Mayotte et Comores : Le progrès de Madagascar

Publié le 17 mars 2012 par Llachery @vestigesmaore

Article publié dans Le Progrès de Madagascar, éditions des 17, 24 Juillet 1909 et du 4 Aout 1909

De la presse coloniale :

Le règlement définitif de l'affaire Said  Ali, l'annexion à la France des protecto­rats de la Grande-Comore. d'Anjouan et de Moheli, le rattachement de Mayotte et dépendances au gouvernement général de Madagascar vont être discutés au Sénat dès la rentrée du Parlement ; la grande roue de la fatalité ramène donc aujour­d'hui l'archipel de la mer des Indes sur la table de l'actualité

L'histoire indigène de Mayotte, de la Grande-Comores, d'Anjouan et de Moheli, peuplées de races les plus diverses, Antalotes, Africains, Malgaches et Arabes,  n'est faite, depuis l'époque connue du Véme siècle de l'Eghyre, que de luttes sanglantes et incessantes.

En 1843, le capitaine Passot planta le  drapeau tricolore sur Mayotte qui devenait, par traité, colonie française.

En 1880 et en 1886, les sultans de la  Grande Comore, d'Anjouan et la reine de  Moheli obtinrent individuellement le protectorat de la France qui respectait leur autonomie.

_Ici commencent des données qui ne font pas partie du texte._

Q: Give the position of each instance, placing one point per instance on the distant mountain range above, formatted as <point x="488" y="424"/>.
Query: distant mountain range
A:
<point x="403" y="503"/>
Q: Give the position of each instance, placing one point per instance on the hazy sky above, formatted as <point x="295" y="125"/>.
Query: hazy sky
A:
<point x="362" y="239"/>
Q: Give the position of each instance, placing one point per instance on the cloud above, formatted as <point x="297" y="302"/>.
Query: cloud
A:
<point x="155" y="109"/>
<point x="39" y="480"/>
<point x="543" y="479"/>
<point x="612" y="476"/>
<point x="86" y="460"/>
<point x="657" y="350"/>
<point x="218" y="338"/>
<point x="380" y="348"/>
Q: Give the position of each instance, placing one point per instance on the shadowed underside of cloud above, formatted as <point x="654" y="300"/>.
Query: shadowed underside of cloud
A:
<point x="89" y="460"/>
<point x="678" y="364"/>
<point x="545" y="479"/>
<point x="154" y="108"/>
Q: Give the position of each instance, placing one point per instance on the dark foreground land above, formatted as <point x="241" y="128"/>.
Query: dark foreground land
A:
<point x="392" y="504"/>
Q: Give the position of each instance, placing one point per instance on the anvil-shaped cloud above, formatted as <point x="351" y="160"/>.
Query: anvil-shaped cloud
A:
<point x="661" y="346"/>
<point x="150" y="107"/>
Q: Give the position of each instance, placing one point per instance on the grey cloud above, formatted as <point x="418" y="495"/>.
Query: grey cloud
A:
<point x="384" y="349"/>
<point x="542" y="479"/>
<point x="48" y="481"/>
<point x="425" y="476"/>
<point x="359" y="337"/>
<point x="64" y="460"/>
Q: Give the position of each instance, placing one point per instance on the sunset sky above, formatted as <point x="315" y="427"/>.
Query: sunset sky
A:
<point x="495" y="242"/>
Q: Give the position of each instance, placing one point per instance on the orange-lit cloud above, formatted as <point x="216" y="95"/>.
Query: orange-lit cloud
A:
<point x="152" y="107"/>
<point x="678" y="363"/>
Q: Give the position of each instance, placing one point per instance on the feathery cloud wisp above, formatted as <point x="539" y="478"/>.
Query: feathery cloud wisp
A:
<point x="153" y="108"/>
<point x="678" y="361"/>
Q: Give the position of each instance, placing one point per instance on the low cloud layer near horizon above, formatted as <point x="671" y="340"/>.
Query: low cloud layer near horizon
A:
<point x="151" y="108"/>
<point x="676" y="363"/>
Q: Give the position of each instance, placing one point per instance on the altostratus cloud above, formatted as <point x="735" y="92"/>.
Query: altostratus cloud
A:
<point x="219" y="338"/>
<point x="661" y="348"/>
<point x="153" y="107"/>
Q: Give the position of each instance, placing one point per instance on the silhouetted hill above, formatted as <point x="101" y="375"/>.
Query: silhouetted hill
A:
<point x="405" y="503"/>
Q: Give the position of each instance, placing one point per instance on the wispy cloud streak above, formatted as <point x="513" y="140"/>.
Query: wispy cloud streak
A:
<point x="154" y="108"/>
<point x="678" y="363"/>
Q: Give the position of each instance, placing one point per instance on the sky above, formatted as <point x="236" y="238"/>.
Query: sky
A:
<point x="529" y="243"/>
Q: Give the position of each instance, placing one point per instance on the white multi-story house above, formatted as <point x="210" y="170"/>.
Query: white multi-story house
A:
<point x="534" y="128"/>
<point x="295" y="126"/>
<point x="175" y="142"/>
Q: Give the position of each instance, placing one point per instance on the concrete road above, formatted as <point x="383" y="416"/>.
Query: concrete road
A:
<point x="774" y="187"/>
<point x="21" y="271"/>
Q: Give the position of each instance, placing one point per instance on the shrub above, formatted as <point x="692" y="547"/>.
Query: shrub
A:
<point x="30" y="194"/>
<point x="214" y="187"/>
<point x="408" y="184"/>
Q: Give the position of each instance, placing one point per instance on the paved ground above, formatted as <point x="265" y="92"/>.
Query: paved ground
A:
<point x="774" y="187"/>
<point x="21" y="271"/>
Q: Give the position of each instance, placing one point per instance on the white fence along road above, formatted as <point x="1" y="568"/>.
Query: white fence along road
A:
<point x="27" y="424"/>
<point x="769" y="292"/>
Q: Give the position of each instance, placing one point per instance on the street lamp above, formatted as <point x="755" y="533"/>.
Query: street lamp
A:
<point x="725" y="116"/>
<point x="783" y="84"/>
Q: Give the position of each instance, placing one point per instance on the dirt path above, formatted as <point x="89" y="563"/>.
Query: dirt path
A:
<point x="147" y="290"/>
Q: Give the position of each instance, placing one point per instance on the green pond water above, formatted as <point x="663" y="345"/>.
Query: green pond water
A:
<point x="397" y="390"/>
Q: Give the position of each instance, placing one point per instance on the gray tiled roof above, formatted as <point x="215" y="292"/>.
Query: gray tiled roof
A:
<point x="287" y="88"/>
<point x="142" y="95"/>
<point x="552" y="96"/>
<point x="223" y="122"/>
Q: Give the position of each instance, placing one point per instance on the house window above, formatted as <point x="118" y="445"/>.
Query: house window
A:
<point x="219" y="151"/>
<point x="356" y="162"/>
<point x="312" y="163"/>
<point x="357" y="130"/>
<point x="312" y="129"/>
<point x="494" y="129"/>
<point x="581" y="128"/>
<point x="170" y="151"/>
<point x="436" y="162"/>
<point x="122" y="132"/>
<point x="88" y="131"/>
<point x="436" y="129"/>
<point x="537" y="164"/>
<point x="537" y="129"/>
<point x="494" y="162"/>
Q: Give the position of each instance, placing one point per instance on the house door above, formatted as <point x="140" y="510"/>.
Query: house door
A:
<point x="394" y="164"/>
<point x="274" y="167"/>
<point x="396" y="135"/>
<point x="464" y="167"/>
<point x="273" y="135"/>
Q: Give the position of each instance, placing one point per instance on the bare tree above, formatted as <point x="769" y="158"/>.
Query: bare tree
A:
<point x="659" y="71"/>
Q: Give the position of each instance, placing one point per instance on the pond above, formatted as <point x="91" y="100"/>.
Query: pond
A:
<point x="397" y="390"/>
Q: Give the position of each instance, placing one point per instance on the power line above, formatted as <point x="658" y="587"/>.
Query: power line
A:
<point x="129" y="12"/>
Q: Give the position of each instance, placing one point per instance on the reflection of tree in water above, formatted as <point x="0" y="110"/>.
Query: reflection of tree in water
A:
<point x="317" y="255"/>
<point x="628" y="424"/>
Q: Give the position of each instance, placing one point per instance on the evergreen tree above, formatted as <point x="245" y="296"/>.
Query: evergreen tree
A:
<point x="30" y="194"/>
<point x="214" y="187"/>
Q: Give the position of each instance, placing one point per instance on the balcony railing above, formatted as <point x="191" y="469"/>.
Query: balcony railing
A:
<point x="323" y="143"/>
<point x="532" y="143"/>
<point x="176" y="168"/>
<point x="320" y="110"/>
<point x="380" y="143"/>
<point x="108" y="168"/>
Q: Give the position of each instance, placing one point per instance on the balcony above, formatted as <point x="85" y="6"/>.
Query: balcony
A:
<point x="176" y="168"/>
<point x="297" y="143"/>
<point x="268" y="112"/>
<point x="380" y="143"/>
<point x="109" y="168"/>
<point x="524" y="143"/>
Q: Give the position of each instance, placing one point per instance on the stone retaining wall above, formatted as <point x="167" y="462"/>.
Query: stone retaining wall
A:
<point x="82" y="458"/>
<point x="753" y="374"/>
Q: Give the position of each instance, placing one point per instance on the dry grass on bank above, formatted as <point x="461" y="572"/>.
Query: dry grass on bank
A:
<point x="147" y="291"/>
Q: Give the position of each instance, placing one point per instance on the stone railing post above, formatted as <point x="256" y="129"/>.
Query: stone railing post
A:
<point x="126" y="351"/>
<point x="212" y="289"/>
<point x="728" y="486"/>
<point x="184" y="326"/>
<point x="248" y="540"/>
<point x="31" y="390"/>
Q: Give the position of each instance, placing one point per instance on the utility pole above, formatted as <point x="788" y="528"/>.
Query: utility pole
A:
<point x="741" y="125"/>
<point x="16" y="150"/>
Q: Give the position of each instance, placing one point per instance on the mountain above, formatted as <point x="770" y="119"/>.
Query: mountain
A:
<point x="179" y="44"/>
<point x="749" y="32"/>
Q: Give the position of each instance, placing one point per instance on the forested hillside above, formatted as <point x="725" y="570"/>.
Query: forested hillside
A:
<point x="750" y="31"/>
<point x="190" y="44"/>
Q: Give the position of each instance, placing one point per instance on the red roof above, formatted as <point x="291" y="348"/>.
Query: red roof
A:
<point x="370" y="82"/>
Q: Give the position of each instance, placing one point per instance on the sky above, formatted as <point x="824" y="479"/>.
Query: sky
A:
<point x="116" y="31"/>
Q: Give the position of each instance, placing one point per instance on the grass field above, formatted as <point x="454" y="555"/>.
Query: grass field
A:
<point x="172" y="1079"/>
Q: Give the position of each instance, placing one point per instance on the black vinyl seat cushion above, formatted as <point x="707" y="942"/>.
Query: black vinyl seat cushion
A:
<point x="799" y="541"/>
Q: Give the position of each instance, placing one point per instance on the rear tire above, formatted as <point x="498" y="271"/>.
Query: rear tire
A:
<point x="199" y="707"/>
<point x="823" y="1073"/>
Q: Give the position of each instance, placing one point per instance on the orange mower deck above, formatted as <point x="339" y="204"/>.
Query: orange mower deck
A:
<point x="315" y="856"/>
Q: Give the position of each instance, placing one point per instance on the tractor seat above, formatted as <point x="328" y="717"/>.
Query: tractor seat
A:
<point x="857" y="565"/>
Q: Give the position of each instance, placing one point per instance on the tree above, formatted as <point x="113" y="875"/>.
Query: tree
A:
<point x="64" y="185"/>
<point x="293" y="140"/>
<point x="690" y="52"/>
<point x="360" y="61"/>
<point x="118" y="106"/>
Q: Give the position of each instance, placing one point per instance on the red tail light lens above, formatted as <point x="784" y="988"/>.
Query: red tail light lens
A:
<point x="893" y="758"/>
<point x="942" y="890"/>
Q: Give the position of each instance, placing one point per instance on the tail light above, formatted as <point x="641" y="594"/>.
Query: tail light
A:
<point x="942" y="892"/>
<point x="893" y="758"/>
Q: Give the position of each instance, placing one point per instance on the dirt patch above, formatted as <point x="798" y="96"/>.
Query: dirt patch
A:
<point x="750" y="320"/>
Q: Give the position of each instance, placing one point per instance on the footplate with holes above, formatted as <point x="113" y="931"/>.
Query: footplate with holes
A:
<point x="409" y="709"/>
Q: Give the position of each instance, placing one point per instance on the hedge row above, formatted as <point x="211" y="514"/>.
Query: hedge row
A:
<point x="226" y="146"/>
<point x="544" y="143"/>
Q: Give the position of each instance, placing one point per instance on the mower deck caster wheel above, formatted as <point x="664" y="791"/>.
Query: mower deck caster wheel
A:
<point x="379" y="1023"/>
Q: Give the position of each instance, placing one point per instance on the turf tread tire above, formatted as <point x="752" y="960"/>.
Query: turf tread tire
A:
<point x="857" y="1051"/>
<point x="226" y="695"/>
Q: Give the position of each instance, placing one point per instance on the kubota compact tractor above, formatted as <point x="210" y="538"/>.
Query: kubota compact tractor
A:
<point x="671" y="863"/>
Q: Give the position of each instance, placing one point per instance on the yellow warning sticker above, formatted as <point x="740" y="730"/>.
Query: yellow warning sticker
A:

En 1896, ces trois protectorats et le gouvernement de Mayotte furent rattachés au gouvernement de la Réunion, union éphémère, car en 1897, le décret du 6. juillet formait de l'archipel le groupe des Etablissements coloniaux de la mer des Indes placé sous l'autorité politique d'un gouverneur résident à Mayotte.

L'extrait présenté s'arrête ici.